FeaturedNationalVOLUME 18 ISSUE # 51

Hydropower: the only solution to Pakistan’s energy woes

Due to runaway population growth, rapid urbanization and industrial expansion, Pakistan’s energy needs are multiplying fast. In 2022, the nation’s total electricity consumption reached 138,755GWh, while the projected  consumption for 2023 is around 142,897,68GWh. During the first eight months of the current calendar year, 91,819GWh have already been consumed.

There are seasonal variations in the use of energy in Pakistan. More electricity is consumed during the hot months of June, July and August. The higher demand during these months is due to increased usage of cooling appliances, such as air conditioners. But consumption goes down during winter months. This emphasises the need for a flexible energy infrastructure to cater for seasonal variations.

Hydropower is one of the most important sources of energy. Hydel power has many advantages. For example, it requires no fuel except water. Globally, existing installed hydropower capacity is 1,360GW (17% of the total global capacity), out of which China has 391GW, Brazil 109.4GW, Canada 82.3GW and the USA 101.9GW. In recent years, various countries have added to their hydroelectric sources because it is cheap as compared to other alternatives. While China has added more than 20GW, in Norway, Brazil and Canada, hydropower accounts for 93.4%, 63.5% and 58.8% of electricity generation respectively. In Pakistan, the installed hydropower generation capacity is around 10,000 megawatts, accounting for 15% of total hydro potential of 60,000MW. In South Asia, India and Nepal depend a lot on hydel power.

In Pakistan, building of new dams has been a political issue. The Kalabagh dam has been abandoned because of opposition from KP and Sindh. The Bhasha dam has been inaugurated several times and is yet to be fully operational. Hydropower plants are capital intensive which is a discouraging factor. The current capital cost is $2.5 million per MW and the generation cost is 8-10 US cents per kilowatt-hour (kWh).

We must not ignore the fact that hydroelectricity plays a significant role during periods of high demand for cooling solutions. According to an estimate, during peak months, the average output of hydel power is around 4,500GWh, nearly double that of off-peak months. In 2012, hydropower accounted for 38 percent of Pakistan’s total electricity production. But by 2022, this percentage had declined to 25 percent. This is due to greater diversification of the energy mix and the growing importance of alternative power sources. Hydropower contributes most to the national grid from June to November. During this period, its contribution fluctuates between 30-40 percent. As a direct result, the proportion of other energy sources decreases from 70-80 percent to around 60 percent, reducing the need for more expensive thermal installations.

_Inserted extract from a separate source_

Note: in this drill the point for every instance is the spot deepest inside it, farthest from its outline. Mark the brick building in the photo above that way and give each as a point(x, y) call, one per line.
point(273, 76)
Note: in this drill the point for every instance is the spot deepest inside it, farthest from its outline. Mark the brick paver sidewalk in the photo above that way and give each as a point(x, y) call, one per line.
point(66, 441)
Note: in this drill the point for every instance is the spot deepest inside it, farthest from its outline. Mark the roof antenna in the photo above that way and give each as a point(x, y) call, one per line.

It may be noted here that in our case the contribution of non-renewable energy sources has grown from 62% in 2012 to 70% in 2022. This rise underscores the need to balance sustainable energy sources with our ever-growing power demands, especially through hydropower.

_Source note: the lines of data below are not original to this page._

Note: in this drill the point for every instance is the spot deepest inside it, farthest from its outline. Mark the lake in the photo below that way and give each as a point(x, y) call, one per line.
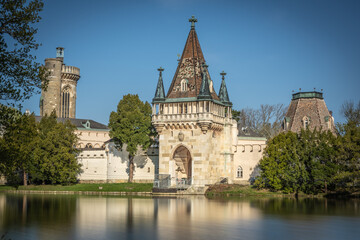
point(35, 216)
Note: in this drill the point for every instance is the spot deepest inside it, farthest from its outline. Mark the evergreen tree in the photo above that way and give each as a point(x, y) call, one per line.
point(17, 145)
point(20, 74)
point(131, 125)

There is a lobby in Pakistan which is against hydropower, saying it is more expensive than alternative technologies. No doubt, the initial cost of hydropower projects is high, and the long-term economic advantages are enormous. Initially, tariffs are on the higher side, but in the long run, the cost goes down as low as Rs 5-7 per KWh. Even the initial year’s cost of generating electricity from hydropower is less than the cost of imported coal and RLNG project fuel.

Additionally, unlike other renewable energy sources, which are dependent on such variables as sunlight or wind patterns, hydropower provides steady and stable energy because all rivers in Pakistan maintain a regular water flow in most parts of the year, ensuring the stability of the national power grid.

It is unfortunate that successive governments in Pakistan have not given hydel power the attention it deserves. Wrong policies and bad decisions have landed our energy sector in deep trouble. While politics and inter-provincial mistrust have much to do with it, corruption and pursuit of individual and corporate interests are also to blame. There is a pro-oil lobby and also those who stand to profit by the import of LNG. That is why after the Tarbela dam, no big dams were built. The result is that per unit cost of power is one of the highest in the world.

For the average Pakistani households, electricity bills have become unaffordable. Capacity payments to Independent Power Plants have resulted not only in inflating the electricity bills, but they have also led to the accumulation of circular debt amounting to trillions of rupees. The time has come to undertake a thorough review of the energy sector, shifting the emphasis from fossil fuel dependent power plants to renewable energy alternatives. In this regard, building small dams especially in the northern areas should be accorded the highest priority.